I understand the source is usually a vacuum leak in the headlight door actuator, and for this I can purchase a rebuilt actuator from WCCC for $130 and hope this solves the problem for a long time.
Actually there are several areas that can be the source of the vacuum leak. Often the check valve will fail and let the vacuum leak back to the engine. Remove and test the check valve, it is found just past the vacuum manifold on the fire wall. The hoses may have gotten hard at the ends and may cause a leak. For this trim off about a half inch and reconnect. The headlight switch can also be leaking, if it is you will usually hear the leak from the drivers seat. Then check the vacuum storage Reservoir under the driver’s fender in front of the tire. Check everything before replacing parts, you may be surprised by what you find. Good luck with this.
Even after replacing everything, I was discouraged to see my cat with eyes wide open after sitting all week. So here is a fix that will keep the eyelids closed even without vacuum, yet let them operate normally when vacuum is present.
For me, troubleshooting and fixing all those odd problems is part of the fun. But sounds like the electric conversion may be the better option for you. Definitely not a cheap hobby, though!
I wouldn’t say perennial, since I fixed my problems and My headlights stay closed all winter, and all my heater controls work correctly. Mighty-vac gets passed around quite a bit once people find out you have one
I converted to the electric kit. The biggest pro is that they stay up, and they stay down. No more lazy eye, no more headlights glaring at me when I don’t visit her for a few days, etc.
Cons are that it isn’t original, so you’re going into hard to reverse territory if you do want to show, they slam up and down like the guillotine during the Reign of Terror, and wiring can be tweaky and cause them to double cycle (close and open again rapidly) when using the dimmer switch.
I’m used to it now, so I don’t mind the slamming noises and I never plan to show the car since I kind of do whatever I want and like the original look, but definitely enjoy some modern conveniences.
The photo tells me what I would do, and that is go electric so that gorgeous grill looks right. Other opinions and your preferences may vary. Pretty car by the way!
To each his own of course. I have a 70 XR7 also in your color. Had it since new. Added a check valve from WCCC, trimmed the vacuum hoses by 1/2 inch each, and replaced the actuator plunger seal myself, all about 10 years ago. Not much work. Otherwise original and works fine for a few days of car not running, as it did when brand new. But I can see electrical if you don’t care about being original.
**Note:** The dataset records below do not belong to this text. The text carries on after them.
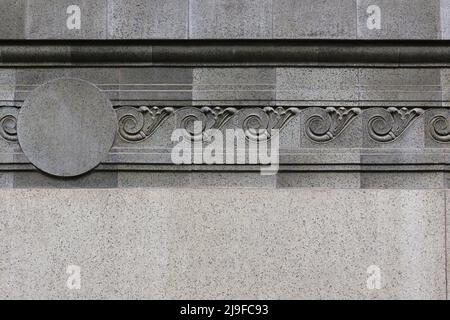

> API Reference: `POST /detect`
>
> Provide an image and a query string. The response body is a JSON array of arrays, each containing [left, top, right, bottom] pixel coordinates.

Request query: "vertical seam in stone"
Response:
[[444, 189, 448, 300], [186, 0, 191, 39], [270, 0, 276, 39]]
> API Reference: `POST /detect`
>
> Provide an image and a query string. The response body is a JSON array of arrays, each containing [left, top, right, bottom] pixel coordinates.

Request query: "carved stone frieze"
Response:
[[0, 105, 438, 143], [367, 107, 424, 142], [305, 107, 361, 142]]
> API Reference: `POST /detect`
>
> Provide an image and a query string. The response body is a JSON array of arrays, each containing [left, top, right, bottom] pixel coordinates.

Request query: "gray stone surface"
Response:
[[276, 68, 359, 106], [120, 67, 193, 105], [359, 68, 441, 107], [440, 0, 450, 39], [361, 172, 447, 190], [193, 68, 276, 105], [0, 0, 26, 39], [0, 69, 16, 104], [273, 0, 356, 39], [11, 171, 119, 189], [17, 79, 117, 176], [277, 171, 360, 189], [358, 0, 441, 39], [0, 188, 446, 299], [26, 0, 108, 39], [108, 0, 189, 39], [189, 0, 272, 39]]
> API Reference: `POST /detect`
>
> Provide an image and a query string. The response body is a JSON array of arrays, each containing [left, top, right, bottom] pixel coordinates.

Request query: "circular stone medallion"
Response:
[[17, 79, 117, 177]]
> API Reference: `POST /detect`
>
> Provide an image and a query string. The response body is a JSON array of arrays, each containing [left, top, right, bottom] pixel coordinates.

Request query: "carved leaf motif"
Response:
[[117, 106, 174, 142], [429, 115, 450, 142], [0, 106, 19, 142], [305, 107, 361, 142], [367, 107, 424, 142]]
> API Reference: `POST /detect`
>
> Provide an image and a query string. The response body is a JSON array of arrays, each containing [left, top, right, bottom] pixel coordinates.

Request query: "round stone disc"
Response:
[[17, 79, 117, 177]]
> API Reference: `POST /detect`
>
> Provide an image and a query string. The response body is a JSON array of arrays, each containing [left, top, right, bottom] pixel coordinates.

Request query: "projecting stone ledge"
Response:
[[0, 40, 450, 67]]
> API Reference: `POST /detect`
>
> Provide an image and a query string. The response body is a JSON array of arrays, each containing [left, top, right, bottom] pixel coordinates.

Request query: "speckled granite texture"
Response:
[[0, 0, 450, 299], [0, 188, 447, 299]]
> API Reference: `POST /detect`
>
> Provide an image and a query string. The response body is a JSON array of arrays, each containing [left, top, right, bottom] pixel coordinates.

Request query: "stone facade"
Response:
[[0, 0, 450, 299]]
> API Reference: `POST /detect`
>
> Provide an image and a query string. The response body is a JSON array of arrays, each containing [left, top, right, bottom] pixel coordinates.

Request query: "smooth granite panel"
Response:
[[0, 0, 27, 39], [11, 171, 118, 189], [276, 68, 359, 106], [358, 68, 441, 107], [361, 171, 447, 190], [193, 68, 276, 105], [191, 172, 276, 189], [26, 0, 108, 39], [358, 0, 441, 39], [189, 0, 272, 39], [273, 0, 356, 39], [108, 0, 189, 39], [0, 171, 14, 188], [0, 188, 446, 299], [118, 171, 191, 188], [120, 68, 193, 105], [277, 171, 360, 189]]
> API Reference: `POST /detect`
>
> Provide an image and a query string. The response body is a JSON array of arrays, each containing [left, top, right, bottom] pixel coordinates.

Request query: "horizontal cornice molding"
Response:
[[0, 40, 450, 68]]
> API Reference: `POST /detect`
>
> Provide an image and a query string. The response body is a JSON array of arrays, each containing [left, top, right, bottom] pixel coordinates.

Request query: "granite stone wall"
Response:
[[0, 0, 450, 299]]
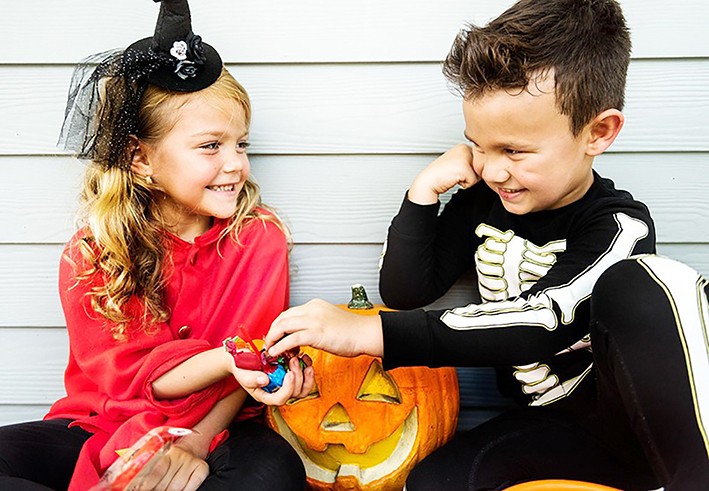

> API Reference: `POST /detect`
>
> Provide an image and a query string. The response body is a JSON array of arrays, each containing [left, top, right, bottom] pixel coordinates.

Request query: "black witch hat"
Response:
[[59, 0, 222, 168], [124, 0, 222, 92]]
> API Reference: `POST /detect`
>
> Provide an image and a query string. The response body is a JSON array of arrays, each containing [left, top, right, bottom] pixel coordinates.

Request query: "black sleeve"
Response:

I went over it with the mechanic yesterday. He’s gonna test the vacuum at the actuator inlet, and if it holds that will isolate the vacuum leak to the actuator, which can be replaced.
That’ll be the best.
If we have to chase vacuum leaks all throughout the system, that might be a reason to go electric.
There are actually two actuator ports to test - one on bottom to open the doors and one on top to close them. If the bottom port leaks, you have a leaky bellows and the actuator will need replaced. If the bottom holds vacuum, but the top one leaks, you can usually just replace the actuator shaft seal to fix that. And don’t forget to trim 1/2" from the vacuum line ends.
Make sure you have reasonable expectations. Do they come up within a few hours, or does it take a few days?
I believe Ford’s test spec called for at least 48 hours.
Mine was coming up quickly. It was a seal on the shaft, and it was an active vacuum leak which showed up in the idle quality between lights on and off.
Unfortunately, I broke one of the studs removing the actuator.
Diagnose the real problem before loading the parts cannon.
As for fixing or converting, the factory system worked pretty good. I’d rather replace a part or two than make modifications. I guess I’m just lazy that way. I prefer to call it “efficient”.
I still have an original functioning system. I trimmed all hose lengths years ago and used vaseline on each end. When my headlight doors stay up/open early I have reapplied vaseline to the hoses in/out of the vacuum canister. So far so good.
That typed, I have back up hosed and assembled an electric system for when the day comes. This is far cheaper than any kit out there.
I’m on a mission to make the troubleshooting on my car easier, which means getting rid of the 1000 vacuum lines. My next two replacements are the vacuum headlights and then a vintage air system. Already ditched the power brakes after my T5 swap and I’ll be free of vacuum forever! I do like the idea of no vacuum lines for a cleaner engine bay and under dash as well.